Learning, memory deficits, and impaired neuronal maturation attributed to acrylamide
Published in Journal of Toxicology and Environmental Health, Part A, 2018
Seulah Lee, Hee Ra Park, Joo Yeon Lee, Jung-Hyun Cho, Hye Min Song, Ah Hyun Kim, Wonjong Lee, Yujeong Lee, Seung-Cheol Chang, Hyung Sik Kim, Jaewon Lee
GAP-43 is localized at presynaptic terminals and expressed in neurons during axonal development and during regeneration of neural connections. Synaptophysin, a synaptic vesicle protein is an integral membrane phosphoprotein that plays a key role during calcium-dependent synaptic transmission (Fernandes et al. 2017).
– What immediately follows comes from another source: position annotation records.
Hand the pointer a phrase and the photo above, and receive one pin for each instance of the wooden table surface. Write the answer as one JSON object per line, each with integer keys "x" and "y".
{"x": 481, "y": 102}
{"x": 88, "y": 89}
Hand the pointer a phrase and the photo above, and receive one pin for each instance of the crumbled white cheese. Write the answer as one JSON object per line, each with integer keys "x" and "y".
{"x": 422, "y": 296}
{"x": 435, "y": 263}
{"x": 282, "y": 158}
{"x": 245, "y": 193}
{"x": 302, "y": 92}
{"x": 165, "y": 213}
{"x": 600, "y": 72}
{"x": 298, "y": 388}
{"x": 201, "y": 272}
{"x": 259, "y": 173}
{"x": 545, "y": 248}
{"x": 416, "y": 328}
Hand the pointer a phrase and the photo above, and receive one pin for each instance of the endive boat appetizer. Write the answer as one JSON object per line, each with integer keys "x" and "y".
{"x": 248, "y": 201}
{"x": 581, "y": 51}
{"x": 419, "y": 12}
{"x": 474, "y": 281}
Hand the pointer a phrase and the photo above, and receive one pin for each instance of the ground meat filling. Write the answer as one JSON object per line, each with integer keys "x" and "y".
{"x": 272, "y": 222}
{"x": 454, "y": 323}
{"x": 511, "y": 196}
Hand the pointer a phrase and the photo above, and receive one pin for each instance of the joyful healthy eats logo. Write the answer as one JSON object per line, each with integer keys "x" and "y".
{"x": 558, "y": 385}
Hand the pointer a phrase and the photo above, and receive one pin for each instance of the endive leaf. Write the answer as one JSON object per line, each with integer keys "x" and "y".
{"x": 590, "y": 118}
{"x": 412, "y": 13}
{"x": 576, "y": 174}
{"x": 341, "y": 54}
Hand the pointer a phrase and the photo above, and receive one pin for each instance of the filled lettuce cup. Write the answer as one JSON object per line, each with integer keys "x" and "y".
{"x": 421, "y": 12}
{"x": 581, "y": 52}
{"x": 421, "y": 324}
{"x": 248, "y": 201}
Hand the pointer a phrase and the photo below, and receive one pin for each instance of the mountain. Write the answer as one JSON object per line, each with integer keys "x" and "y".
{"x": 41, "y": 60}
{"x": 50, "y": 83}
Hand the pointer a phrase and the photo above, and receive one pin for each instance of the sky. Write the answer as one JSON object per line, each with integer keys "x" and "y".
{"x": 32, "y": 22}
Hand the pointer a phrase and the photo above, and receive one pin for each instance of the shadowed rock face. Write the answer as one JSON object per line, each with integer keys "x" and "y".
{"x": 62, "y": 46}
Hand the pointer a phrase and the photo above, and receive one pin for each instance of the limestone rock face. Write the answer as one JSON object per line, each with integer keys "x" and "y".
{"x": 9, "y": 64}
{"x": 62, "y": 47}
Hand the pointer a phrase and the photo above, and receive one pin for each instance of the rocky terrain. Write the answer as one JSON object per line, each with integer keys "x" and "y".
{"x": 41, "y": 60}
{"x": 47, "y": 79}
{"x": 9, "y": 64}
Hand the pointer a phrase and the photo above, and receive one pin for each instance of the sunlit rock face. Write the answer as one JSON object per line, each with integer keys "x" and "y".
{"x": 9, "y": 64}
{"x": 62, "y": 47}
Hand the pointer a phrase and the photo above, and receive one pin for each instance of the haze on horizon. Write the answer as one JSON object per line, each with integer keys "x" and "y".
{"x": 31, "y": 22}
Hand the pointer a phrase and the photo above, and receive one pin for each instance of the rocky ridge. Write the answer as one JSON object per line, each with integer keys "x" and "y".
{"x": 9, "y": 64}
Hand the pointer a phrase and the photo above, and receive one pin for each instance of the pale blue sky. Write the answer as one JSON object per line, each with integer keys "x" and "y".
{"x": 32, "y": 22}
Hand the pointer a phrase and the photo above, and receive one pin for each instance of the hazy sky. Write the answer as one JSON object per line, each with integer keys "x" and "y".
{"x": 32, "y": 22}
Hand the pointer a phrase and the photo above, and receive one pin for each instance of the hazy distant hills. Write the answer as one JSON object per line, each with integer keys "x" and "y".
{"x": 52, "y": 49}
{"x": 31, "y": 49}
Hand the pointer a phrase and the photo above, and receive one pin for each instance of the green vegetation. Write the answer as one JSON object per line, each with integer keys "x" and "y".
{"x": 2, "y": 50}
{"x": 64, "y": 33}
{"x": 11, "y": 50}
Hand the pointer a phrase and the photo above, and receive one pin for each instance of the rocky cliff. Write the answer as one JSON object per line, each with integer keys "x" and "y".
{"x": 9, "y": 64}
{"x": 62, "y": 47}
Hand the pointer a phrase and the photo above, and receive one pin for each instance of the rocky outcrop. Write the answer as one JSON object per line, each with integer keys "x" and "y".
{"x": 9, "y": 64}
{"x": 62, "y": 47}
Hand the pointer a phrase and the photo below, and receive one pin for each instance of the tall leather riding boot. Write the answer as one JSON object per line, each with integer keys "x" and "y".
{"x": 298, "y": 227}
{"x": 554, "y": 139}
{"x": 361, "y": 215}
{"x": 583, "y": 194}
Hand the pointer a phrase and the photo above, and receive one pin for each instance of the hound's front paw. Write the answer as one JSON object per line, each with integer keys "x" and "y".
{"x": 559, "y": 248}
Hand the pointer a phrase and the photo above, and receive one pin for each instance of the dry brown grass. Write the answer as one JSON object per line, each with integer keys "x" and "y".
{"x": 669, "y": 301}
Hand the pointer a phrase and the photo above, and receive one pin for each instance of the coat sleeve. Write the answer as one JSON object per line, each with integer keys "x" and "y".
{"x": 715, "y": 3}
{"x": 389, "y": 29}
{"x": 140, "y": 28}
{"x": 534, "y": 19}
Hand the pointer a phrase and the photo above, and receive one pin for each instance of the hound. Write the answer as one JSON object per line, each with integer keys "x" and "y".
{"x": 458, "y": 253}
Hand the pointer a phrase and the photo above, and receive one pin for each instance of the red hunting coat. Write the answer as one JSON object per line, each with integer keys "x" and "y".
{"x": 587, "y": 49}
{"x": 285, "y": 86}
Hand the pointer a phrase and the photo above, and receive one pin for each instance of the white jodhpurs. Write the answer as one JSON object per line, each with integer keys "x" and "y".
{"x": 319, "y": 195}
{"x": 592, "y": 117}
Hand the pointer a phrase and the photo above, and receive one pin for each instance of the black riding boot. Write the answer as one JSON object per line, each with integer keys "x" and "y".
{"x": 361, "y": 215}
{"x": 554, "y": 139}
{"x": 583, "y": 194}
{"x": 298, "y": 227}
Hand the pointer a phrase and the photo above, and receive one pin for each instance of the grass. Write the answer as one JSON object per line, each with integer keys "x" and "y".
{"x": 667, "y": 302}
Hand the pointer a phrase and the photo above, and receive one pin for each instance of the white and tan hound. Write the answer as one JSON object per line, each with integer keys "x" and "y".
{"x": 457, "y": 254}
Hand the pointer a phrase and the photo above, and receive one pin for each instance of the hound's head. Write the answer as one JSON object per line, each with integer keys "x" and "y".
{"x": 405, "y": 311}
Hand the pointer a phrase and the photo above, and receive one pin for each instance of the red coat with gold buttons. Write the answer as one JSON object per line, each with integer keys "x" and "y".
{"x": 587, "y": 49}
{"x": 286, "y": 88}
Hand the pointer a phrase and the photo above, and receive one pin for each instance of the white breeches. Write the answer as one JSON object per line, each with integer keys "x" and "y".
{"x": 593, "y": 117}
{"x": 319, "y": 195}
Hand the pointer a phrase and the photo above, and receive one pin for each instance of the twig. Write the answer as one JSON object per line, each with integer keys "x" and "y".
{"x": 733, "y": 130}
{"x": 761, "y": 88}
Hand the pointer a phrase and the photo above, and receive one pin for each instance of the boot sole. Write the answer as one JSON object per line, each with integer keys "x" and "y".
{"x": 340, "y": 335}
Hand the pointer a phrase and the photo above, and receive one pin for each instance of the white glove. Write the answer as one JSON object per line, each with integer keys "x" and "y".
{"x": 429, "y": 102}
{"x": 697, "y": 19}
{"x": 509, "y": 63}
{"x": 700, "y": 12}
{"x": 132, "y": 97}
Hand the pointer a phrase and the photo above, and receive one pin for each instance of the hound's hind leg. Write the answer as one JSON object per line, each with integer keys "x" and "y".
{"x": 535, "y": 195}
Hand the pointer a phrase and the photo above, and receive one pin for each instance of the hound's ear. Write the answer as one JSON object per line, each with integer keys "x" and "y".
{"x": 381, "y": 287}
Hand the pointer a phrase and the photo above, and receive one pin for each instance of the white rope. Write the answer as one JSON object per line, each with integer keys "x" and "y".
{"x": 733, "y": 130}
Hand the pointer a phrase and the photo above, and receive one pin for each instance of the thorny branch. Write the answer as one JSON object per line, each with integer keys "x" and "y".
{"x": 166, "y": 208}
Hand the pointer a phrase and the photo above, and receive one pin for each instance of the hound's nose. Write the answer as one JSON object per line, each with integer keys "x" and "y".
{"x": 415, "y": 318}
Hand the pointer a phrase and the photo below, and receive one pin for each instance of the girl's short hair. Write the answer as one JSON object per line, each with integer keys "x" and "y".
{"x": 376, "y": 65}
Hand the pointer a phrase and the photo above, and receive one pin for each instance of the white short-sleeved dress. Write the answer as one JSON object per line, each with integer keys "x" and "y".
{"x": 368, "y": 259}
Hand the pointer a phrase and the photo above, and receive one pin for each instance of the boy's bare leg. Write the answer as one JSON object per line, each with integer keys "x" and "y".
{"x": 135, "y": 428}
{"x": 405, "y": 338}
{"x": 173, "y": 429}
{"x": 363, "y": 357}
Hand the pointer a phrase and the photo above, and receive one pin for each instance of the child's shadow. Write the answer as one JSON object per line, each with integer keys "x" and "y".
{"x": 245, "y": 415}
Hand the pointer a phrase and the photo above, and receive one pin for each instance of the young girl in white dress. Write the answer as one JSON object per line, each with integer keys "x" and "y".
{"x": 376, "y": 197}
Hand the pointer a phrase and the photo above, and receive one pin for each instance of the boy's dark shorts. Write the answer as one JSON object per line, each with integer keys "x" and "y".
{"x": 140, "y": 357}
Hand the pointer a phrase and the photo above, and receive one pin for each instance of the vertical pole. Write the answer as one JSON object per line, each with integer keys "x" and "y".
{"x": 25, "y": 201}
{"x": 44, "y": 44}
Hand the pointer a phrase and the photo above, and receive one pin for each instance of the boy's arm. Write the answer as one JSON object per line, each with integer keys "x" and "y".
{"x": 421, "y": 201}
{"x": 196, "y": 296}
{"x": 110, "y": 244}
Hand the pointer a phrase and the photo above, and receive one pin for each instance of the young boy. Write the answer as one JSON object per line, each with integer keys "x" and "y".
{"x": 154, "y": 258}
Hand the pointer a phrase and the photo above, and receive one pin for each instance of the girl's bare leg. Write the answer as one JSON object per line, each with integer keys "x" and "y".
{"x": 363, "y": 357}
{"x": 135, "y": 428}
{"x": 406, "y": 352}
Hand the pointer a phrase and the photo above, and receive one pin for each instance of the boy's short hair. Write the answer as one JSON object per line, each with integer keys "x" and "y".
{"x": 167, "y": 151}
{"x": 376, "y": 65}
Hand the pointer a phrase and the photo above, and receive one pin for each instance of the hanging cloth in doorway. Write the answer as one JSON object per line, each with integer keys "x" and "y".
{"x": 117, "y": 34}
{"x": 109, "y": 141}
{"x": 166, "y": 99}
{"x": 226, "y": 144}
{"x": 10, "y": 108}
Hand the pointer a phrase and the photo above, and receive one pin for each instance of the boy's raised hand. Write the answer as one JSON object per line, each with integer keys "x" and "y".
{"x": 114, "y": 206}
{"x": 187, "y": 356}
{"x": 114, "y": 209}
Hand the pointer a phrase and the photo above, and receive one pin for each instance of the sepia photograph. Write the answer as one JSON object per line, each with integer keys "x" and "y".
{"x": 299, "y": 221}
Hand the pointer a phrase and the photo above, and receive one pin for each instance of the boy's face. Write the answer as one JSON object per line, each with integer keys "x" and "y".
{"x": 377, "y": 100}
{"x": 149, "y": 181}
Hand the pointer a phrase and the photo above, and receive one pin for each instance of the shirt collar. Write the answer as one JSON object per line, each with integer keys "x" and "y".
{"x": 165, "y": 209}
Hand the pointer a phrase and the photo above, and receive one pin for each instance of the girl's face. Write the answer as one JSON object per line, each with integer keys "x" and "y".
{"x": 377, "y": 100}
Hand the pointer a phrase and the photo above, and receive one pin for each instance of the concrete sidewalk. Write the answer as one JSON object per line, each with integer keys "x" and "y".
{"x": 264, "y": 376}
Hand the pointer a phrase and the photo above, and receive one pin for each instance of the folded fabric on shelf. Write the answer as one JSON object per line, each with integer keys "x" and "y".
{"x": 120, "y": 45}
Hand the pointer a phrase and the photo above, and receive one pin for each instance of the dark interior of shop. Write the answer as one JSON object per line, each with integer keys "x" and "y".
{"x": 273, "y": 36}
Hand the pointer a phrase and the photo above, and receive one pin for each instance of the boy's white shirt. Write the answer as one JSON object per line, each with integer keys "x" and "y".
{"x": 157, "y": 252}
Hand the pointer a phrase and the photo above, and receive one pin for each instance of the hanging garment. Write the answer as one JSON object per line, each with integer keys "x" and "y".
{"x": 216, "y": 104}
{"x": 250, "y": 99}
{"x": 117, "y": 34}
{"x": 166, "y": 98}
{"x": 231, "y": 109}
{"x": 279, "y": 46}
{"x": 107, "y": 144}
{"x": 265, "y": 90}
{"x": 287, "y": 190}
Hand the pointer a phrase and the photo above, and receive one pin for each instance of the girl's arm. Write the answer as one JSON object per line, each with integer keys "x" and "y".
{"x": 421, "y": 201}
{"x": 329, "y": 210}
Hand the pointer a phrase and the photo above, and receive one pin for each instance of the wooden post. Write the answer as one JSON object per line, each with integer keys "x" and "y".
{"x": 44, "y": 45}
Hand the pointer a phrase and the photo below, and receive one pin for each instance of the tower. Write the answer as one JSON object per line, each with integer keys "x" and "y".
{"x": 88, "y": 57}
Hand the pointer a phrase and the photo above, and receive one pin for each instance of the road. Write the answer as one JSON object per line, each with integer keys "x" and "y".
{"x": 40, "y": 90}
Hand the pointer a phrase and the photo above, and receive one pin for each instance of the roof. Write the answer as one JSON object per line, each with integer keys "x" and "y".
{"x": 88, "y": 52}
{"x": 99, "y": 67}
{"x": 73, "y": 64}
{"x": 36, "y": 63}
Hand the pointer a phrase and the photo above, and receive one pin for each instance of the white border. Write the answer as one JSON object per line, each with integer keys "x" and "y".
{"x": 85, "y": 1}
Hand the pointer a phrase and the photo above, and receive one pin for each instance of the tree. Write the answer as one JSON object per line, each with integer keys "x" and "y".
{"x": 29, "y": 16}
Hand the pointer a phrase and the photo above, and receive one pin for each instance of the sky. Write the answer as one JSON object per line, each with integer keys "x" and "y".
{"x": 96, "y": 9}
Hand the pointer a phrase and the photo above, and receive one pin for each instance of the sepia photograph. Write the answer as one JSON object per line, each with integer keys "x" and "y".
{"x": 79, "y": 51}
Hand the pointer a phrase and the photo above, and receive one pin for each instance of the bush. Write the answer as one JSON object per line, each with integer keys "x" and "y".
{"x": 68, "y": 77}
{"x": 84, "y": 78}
Furthermore, the expression levels of GAP-43 and synaptophysin are critical for establishing neural circuitry and for regulating neurotransmitter release and synaptic plasticity (Chambers et al. 2005; Jahn et al. 1985; Snipes et al. 1987; Webster et al. 2001). β-III-Tubulin is the main structural protein present in microtubules and found in cells of the nervous system (Korzhevskii, Karpenko, and Kirik 2011). Therefore, it is postulated that 500 μM ACR impaired neuronal networking and synaptic plasticity of primary cortical neuron without producing neuronal lethality.